Ne pas dépasser les durées maximales du travail

Mise en ligne le : 29/07/11  

 

 

 

 
Un arrêt de la Cour de Cassation (Chambre sociale) du 29 juin 2011 valide implicitement la convention de forfait jours au regard du droit européen, tout en posant de nouvelles exigences.
Les entreprises concernées par l’emploi de salariés sous convention de forfait jours doivent se protéger d’éventuelles actions en rappel d’heures supplémentaires par les salariés en respectant les règles suivantes :

 

- Rédiger un avenant au contrat de travail initial : avenant dans lequel il sera fait mention de la nécessité de respecter les règles de durées maximales du travail, à savoir pas plus de 10 heures par jour, pas plus de 48 heures par semaine isolée, et pas plus de 44 heures par semaine sur 12 semaines consécutives.

 - Respecter le repos quotidien (11 heures consécutives minimum)

 - Respecter le repos hebdomadaire (35 heures)

 - Recueillir chaque semaine un état des heures du salarié, signé par le salarié et l’employeur.

 

 
Pour éviter une gestion trop contraignante des 12 semaines consécutives, nous vous conseillons d’exiger que le salarié ne travaille jamais plus de 44 heures par semaine.
 
 
Vous vous demanderez alors quel peut encore être l’intérêt de recourir à ce type de contrat en « forfait jours » s’il faut suivre les heures au même titre qu’un autre salarié.
 
 
Une réponse quantitative permet de démontrer que ce type de contrat reste intéressant :
 
 
- En effet, un salarié à 35 heures/semaine, avec des congés décomptés en jours ouvrés, travaillera 47 semaines dans l’année, sous déduction des jours fériés, soit 1 600 heures.
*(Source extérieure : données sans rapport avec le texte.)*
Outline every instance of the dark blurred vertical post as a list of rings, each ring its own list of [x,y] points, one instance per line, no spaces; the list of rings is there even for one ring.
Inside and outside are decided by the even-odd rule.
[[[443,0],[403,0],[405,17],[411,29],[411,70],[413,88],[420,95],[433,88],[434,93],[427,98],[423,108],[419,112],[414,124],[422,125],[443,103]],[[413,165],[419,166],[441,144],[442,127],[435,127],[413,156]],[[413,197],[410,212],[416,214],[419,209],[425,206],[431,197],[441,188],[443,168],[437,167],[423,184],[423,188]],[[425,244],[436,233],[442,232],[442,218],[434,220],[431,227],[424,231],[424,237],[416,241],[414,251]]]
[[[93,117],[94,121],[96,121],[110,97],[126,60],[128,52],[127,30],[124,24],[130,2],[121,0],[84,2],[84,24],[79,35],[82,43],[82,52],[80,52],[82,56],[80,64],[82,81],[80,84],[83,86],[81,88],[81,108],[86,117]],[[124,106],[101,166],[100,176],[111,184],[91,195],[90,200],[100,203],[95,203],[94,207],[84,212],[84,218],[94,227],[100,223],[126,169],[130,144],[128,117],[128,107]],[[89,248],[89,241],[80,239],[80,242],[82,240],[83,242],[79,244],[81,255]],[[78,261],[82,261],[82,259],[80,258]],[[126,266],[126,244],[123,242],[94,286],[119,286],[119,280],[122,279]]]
Les heures supplémentaires seront rémunérées avec un taux de l’heure majoré de 10 ou 25%, selon la Convention Collective applicable, pour les 8 premières heures supplémentaires effectuées dans la même semaine.
 
  
- Un salarié en forfait jours a déjà négocié un salaire plus important. La plupart des conventions collectives conviennent de 217 jours + 1 au titre de la journée de solidarité. En respectant la consigne de 10 heures maximum par jour et de 44 heures maximum par semaine, le salarié en forfait jours travaillera 1 918.40 heures dans l’année, soit 318.40 heures de plus qu’un salarié à 35 heures, et sans rémunération supplémentaire pour les heures comprises entre 35 et 43 heures par semaine (les 8 premières heures au dessus de 35).
 
Il est donc encore intéressant de recourir à ce type de contrat, mais pour éviter tout recours prud’homale de la part du salarié qui estimerait avoir été lésé par rapport à la durée maximale du travail définie au niveau européen et sur laquelle la France est tenue de s’aligner, il convient de ne pas laisser le salarié gérer seul son temps de travail. Une certaine liberté peut lui être accordée dans l’organisation de sa journée de travail, mais il convient de cadrer la journée de travail à 10 heures maximum et de borner la semaine à 44 heures maximum.
 
Nous pouvons, si vous le souhaitez, vous transmettre un modèle de feuille de temps hebdomadaire à faire remplir à chaque salarié.
 
Nous attirons enfin votre attention sur un dernier point : si vous définissez la durée maximale du travail telle qu’expliquée ci-dessus, mais que la charge de travail que vous donnez au salarié ne peut être réalisée dans le temps ainsi défini, alors il sera jugé que de façon implicite, vous avez-vous-même contraint le salarié à effectuer des heures au-delà de la durée maximale autorisée.
 
Restez vigilent, la jurisprudence avance et le salarié est de plus en plus protégé.